相続税の連帯納付義務。自分の税金を払い終えた後に来るもの

相続税の連帯納付義務とは、相続税法第34条に基づき、同一の被相続人から相続・遺贈によって財産を取得したすべての者が、他の相続人の相続税についても連帯して納付する責任を負う制度とされています。

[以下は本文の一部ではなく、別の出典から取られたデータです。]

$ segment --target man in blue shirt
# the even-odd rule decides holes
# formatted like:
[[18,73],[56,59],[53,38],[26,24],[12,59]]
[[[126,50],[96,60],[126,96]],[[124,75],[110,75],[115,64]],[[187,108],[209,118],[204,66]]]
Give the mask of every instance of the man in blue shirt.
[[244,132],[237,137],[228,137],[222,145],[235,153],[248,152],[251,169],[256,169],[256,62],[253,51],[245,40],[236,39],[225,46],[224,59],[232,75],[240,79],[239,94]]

結論から言うと、自分の相続税を払い終えても「他の相続人が滞納していれば、その分まで請求される可能性がある」制度であり、誰がいくら払ったかを把握しておくことが、思わぬ負担を避けるために重要とされています。

「自分の分の相続税は、ちゃんと払った。」

その安堵感が、ある日突然、税務署からの一通の通知によって、音を立てて崩れる。

そういう現実が、この国のどこかで静かに、しかし確実に、起きている。

相続税の「連帯納付義務」。耳慣れない言葉かもしれない。だが、知っておくか知らないかで、手元に残る金額が、ガラリと変わる可能性がある制度だ。

困り顔

自分の税金は払ったのに、なんでまた請求が来るんだ……?

で、結論から言うと「他人の税金を払わされる」制度である

で、結論から言うと、相続税の連帯納付義務とは、ざっくり言えば「同じ被相続人から財産をもらった仲間の税金を、肩代わりさせられる可能性がある仕組み」だ(相続税法第34条)。

たとえば、兄と弟が親の遺産を半分ずつ相続したとする。兄はきっちり申告・納税。ところが弟が相続税を滞納した。このとき国は、弟だけでなく兄にも「弟の分も払え」と請求できる、というわけだ。

「それは理不尽では?」という声が聞こえてくる。理不尽かどうかはさておき、法律はそうなっている。国家にとって見れば、財産を受け取った者全員が「担保」なのだ。相続財産という共同の源泉から税金が生まれる以上、全員に連帯責任を負わせる、という設計思想である。

知らなかったでは、済まされない。これが現実だ。

図解

連帯納付義務の「仕組み」を、丁寧に分解する

では、具体的にどんな構造になっているのか。整理しよう。

  • 対象者:同一の被相続人から相続・遺贈によって財産を取得した、すべての者(相続税法34条1項)
  • 上限額:連帯納付義務には上限がある。各相続人が「自分の受け取った財産の価額」を上限として連帯責任を負う。つまり、もらっていない金額まで請求されることは、原則としてない
  • 発動タイミング:本来の納税義務者(たとえば弟)が納付しない場合に、税務署が連帯納付義務者(兄)へ催告を行う流れとなる
  • 通知の仕組み:連帯納付義務者への請求は、まず「繰上請求」の手続きを経て行われる場合がある

ここで注目したいのが「上限」の話だ。自分がもらった財産の範囲内、というキャップがかかるため、自分の受取額を超えた分まで無限に請求されるわけではない。ただし、その範囲内であれば容赦なく来る、というのが実態だ。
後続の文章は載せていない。